Author: David Kanter

Leading semiconductor companies agree that FinFETs are the best high-performance transistors for the next couple of nodes and that copper will deliver the right mix of low resistance and reliability for interconnect and via layers. Most manufacturers also agree that scaling these technologies beyond the 7nm foundry node (equivalent to Intel’s 10nm node, which is expected later this year) will be difficult, if not impossible.

Semiconductor manufacturers are researching technologies to replace FinFETs and copper interconnects. The leading candidates for 5nm CMOS (equivalent to Intel’s 7nm node) and beyond are gate-all-around (GAA) transistors and copper interconnects with a more complex and robust barrier. This combination should enable further scaling with good performance. Both of these technologies require big changes to chip manufacturing flows, but they’re evolutionary extensions of the current approaches.

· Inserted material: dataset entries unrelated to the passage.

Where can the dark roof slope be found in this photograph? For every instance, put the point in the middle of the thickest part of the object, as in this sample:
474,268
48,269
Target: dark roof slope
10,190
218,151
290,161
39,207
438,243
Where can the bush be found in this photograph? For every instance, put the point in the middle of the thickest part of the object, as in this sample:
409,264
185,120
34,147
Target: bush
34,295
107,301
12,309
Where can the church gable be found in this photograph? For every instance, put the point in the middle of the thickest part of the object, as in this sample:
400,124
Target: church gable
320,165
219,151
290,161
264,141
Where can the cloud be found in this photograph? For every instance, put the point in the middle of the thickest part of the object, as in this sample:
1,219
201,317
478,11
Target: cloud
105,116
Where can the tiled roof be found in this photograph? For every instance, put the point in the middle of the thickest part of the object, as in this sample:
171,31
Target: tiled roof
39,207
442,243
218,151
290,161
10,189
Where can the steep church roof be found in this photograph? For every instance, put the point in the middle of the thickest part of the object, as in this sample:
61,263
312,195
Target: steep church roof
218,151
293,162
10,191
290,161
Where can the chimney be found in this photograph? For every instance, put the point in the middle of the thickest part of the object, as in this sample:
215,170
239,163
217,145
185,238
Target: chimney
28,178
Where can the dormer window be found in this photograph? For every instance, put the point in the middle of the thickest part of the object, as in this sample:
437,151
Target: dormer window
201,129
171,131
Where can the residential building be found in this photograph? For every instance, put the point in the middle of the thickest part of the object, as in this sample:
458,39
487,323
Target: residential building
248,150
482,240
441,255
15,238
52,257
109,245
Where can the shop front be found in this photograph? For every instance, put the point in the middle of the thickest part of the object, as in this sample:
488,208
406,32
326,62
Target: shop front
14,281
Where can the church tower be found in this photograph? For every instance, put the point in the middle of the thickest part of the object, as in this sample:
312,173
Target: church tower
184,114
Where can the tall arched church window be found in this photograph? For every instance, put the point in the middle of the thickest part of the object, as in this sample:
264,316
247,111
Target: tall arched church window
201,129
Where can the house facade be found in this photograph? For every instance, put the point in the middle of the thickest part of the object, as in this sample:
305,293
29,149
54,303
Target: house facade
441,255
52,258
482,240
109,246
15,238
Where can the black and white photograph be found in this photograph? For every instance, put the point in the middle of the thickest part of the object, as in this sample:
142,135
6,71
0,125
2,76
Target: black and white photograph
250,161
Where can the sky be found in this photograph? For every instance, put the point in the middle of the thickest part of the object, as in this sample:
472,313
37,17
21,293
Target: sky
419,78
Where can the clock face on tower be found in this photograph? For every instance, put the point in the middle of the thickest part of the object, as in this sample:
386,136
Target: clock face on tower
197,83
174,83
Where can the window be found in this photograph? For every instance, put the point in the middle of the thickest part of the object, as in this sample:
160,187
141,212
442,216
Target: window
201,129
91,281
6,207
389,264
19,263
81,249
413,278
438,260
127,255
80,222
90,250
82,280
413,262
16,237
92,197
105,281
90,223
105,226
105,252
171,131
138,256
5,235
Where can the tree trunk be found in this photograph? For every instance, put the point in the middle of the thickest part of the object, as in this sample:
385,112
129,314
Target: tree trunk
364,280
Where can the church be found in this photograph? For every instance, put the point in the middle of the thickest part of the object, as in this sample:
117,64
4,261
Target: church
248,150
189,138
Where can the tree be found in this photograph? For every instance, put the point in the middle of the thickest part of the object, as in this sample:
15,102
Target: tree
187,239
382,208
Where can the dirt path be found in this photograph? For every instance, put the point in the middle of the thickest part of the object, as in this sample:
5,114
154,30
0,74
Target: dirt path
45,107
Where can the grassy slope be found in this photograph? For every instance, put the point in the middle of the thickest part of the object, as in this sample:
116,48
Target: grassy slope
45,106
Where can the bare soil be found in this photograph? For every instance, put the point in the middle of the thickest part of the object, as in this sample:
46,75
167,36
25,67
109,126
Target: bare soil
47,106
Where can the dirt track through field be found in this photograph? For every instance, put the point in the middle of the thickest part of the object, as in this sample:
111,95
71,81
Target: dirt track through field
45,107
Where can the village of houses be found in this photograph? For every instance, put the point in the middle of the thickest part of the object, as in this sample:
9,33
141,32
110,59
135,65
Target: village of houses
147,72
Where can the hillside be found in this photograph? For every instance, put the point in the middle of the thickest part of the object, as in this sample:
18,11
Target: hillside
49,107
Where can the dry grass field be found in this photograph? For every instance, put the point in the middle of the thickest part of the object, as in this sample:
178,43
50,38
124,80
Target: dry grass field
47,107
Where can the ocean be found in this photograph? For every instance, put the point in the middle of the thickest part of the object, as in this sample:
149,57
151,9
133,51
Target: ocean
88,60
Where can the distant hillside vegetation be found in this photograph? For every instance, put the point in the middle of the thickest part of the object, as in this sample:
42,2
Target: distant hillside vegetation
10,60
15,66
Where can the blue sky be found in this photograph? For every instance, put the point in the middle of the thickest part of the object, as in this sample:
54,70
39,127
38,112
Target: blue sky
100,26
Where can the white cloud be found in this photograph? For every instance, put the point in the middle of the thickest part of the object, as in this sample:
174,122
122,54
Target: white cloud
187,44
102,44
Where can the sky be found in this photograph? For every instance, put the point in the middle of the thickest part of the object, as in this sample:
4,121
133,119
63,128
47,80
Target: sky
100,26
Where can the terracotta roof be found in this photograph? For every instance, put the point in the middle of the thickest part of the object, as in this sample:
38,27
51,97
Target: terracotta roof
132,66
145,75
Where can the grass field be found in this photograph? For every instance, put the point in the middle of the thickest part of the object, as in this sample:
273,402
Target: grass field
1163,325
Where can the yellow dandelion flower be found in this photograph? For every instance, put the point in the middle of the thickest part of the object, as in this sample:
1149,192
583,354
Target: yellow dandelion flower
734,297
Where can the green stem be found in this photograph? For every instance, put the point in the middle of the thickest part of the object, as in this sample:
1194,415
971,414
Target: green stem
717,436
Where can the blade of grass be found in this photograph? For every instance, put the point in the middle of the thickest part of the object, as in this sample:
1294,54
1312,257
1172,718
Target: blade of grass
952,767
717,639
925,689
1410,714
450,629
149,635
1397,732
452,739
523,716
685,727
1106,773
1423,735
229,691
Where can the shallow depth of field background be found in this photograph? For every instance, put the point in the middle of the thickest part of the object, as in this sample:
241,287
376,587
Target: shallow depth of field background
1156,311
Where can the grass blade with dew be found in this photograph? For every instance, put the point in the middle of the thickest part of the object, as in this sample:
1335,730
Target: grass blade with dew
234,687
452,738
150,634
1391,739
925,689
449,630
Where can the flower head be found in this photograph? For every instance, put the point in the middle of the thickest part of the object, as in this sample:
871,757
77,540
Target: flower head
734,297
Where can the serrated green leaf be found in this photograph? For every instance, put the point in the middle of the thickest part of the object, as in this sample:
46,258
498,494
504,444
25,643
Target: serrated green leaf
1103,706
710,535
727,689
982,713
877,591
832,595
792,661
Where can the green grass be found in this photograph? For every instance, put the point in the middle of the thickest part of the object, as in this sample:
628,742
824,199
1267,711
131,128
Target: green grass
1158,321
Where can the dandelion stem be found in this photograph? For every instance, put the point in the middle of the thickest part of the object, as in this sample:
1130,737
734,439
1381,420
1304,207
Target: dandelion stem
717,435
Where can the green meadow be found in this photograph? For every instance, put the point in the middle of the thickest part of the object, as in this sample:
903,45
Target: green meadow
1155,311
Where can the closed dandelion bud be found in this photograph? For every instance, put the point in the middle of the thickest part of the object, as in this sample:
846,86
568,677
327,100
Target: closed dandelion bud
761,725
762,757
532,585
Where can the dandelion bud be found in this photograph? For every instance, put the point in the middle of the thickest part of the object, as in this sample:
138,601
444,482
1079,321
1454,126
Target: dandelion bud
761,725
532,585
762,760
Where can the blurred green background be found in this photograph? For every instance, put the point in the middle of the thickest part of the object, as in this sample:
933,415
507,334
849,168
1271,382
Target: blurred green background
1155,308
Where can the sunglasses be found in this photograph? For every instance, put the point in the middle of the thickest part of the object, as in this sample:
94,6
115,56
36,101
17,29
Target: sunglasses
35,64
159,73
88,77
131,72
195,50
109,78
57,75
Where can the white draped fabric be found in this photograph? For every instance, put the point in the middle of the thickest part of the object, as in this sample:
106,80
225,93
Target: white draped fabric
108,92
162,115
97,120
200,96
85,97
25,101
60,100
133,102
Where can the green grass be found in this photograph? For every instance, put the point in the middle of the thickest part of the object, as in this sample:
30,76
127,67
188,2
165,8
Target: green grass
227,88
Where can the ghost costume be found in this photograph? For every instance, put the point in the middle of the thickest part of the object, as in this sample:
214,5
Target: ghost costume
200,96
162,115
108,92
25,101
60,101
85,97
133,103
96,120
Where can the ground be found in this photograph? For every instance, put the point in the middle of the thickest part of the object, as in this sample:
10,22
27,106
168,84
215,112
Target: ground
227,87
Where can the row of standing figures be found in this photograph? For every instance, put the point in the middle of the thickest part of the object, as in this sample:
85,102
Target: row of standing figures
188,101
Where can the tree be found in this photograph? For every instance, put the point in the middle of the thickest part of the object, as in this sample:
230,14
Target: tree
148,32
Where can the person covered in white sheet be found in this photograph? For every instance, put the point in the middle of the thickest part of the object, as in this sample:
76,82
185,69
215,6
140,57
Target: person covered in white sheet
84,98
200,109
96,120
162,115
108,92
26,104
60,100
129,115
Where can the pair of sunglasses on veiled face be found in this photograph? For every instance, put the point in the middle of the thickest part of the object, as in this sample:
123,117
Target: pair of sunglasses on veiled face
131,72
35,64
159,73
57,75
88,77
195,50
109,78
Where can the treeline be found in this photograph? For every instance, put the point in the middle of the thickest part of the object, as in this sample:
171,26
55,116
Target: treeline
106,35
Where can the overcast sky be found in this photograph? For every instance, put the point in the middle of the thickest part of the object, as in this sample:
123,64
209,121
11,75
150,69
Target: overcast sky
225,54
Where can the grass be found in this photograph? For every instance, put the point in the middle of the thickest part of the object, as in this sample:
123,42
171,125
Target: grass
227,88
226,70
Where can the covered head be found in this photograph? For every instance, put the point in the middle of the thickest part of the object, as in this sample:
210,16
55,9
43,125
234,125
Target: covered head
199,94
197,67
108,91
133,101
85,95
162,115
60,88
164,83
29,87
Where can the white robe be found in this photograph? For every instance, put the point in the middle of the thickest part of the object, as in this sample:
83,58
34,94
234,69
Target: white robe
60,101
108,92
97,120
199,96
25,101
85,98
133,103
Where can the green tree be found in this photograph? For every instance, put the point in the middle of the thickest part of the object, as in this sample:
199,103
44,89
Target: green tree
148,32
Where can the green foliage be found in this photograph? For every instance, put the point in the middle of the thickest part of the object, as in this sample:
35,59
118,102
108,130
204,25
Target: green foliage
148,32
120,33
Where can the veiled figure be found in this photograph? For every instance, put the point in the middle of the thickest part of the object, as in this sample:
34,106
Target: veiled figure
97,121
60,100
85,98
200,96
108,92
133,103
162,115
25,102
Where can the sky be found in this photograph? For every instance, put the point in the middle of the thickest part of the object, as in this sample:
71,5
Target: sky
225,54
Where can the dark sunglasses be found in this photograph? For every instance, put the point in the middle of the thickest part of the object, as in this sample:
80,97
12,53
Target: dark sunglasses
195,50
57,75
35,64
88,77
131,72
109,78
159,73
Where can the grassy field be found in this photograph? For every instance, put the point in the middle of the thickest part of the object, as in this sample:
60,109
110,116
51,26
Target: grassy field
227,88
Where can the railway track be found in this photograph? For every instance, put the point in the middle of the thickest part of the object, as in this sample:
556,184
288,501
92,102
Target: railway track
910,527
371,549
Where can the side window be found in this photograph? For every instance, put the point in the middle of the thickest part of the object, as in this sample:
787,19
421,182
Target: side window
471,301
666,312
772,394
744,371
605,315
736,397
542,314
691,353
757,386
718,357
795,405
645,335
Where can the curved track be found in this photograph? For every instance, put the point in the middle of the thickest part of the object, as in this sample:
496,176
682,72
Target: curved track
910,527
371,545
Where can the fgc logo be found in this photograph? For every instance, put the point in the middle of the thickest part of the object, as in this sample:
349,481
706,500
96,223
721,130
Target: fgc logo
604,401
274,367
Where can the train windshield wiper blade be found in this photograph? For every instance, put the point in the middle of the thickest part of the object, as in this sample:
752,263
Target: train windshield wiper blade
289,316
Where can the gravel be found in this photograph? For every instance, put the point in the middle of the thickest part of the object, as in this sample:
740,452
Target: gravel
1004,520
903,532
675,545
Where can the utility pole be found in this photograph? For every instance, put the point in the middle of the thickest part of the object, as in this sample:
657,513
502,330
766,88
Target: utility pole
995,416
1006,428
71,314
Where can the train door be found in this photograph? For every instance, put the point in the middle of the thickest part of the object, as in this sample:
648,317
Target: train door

Whereas a FinFET wraps a gate around the transistor channel on three sides, a GAAFET surrounds the channel on all four, increasing the control of electron flow from source to drain. This tighter control should enable lower-voltage operation, albeit at higher manufacturing cost. Samsung has already committed to a variant of GAAFETs for its 5nm process, which is due to enter production in 2020. IBM’s research alliance also identified potential replacements for copper interconnects, using tantalum-nitride (TaN) barriers. It concluded that copper wiring with a new barrier would offer the best performance, beating out new metals that don’t need barriers.

These and other innovations will sustain scaling for the next five years, but not for all applications. The new transistors and wiring schemes are more expensive than their predecessors, further increasing the cost gap between cutting-edge and mainstream products. High-performance processors will be able to afford the greater performance, power efficiency, and density, but manufacturers must reduce costs to draw other customers.